La visión se desvaneció suavemente y Manuel se encontró de nuevo en la sala de juntas. El reloj apenas había avanzado. El abuelo Manolo, ahora translúcido como la bruma del amanecer, se sentó frente a él.
—Manuel, tú miras este edificio y ves discusiones, trabajo no reconocido, malas noticias y fastidio. Pero yo veo un milagro —señaló la mesa de juntas. Esta es la única mesa en el mundo donde el patrón y el marinero se sientan juntos, con el mismo voto, para decidir su destino. Es una mesa mixta. Aquí no hay jefes ni empleados, solo gente de mar.
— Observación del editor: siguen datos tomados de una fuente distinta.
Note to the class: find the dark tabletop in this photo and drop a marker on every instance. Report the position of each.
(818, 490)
El abuelo se puso en pie. Su tiempo se acababa.
—La Cofradía no son las paredes, nieto. Es el escudo que llevamos forjando mil años para que el mar, que tanto nos da y tanto nos quita, no nos arrebate también la dignidad. Es tu casa. No la dejes caer.
La figura del abuelo se disipó en el aire, dejando un último rastro de olor a salitre. Manuel se quedó solo en el silencio de la Nochebuena. Miró los retratos de los viejos patrones mayores. Ya no le parecían jueces severos, sino hombres cansados y valientes que le pasaban el testigo. Comprendió que ser patrón mayor no era una carga, sino el honor de ser el guardián de una llama encendida en medio de la tormenta.
Manuel apagó la luz con respeto y cerró la puerta de roble macizo, sintiendo ahora su solidez protectora. Salió al muelle y dejó que el viento frío del nordeste le golpeara la cara. Ya no le molestaba; era el mismo viento que había empujado a su abuelo.
Miró al cielo oscuro sobre el mar y susurró:
—Feliz Navidad, abuelo. Gracias por marcarme el rumbo.